We know there will be some unnecessary work. But we also hope that we prevent unnecessary patient harm from occurring if we're able to catch a WBIT error. So there's a trade-off there.
Next steps and deployment
Again, this kind of in the future as we think about implementation. And speaking of implementation, over the next few months, we plan to dive deeper into this to figure out how does a model API that lives on our Kinect server interface with the lab middleware, that machine that does the analysis? Because the model needs to know, hey, a test is ready to bring you to check. And then if we make a prediction and we need to raise an error, we may need to point that API or that alert to the EMR software. And somebody has to see that, which is another system. And then maybe a lab technician has to have an alert pop up or a front-end provider. So we're really excited to kind of dive into this next set of constraints that we hope we can overcome and implement this in the workflow and get all these things talking.
Because as I mentioned before, even though this is a low prevalence outcome, it's an instance of preventable patient harm. And this is that poster. I took the picture of it in the hallway in the lab. Behind every one of those tubes of blood, there's a patient and their family and their providers who are kind of all counting on this process to go right. And we hope that by hopefully implementing these models, we'll be able to kind of deliver on that. So thank you.
Q&A
I think we have time for probably a few questions. Do you have problems with true WBITs that you didn't simulate in your training data introducing noise into your model?

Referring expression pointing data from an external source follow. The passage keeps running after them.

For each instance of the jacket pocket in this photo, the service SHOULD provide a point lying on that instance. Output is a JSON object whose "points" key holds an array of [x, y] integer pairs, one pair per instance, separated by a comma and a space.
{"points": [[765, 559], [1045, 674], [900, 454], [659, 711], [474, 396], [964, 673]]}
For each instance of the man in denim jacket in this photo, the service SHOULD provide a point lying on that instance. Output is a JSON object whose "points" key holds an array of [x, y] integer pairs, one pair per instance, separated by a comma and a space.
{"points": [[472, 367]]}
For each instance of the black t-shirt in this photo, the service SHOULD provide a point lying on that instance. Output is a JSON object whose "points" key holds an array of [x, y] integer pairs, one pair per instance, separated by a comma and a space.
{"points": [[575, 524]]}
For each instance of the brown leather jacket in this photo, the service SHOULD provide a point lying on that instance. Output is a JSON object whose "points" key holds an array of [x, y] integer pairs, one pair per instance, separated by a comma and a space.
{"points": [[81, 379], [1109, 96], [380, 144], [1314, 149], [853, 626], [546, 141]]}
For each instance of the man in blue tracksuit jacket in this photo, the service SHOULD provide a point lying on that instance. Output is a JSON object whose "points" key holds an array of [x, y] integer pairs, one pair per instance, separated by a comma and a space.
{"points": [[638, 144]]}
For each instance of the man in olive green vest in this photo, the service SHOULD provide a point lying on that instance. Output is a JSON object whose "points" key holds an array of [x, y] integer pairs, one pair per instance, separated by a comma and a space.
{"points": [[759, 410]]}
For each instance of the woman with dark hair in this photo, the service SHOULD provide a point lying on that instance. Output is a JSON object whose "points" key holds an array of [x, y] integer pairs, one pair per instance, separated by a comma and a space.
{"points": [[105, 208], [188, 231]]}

For sure we do, but it's hard to know exactly where they are. That's kind of the whole crux of the problem. So yes, the data is noisy for sure in ways that it's hard to account for.
And how do you avoid error in a first-time visit or single blood collection, for example, like an outpatient?
Yeah. Good question. So a few inclusion criteria that I did not mention was that we're only focused on inpatients, number one, because that error is more likely to occur in an inpatient setting than if you're just coming into an office visit. And as far as patients who don't have a previous sample, one of the inclusion criteria that we used was that a patient had to have a CBC within the last seven days. So in an inpatient setting, that's not too restrictive, but there does have to be a sample within some relative timeframe for you to take that difference. And it has to be kind of short enough so that there's not like a change in the blood, especially with younger patients, like infants and like a couple of day-old patients, they have, they can fluctuate a lot. So we have to keep that timeframe pretty short.
Okay. I think that's all the time that we have, but thank you so much. Thank you.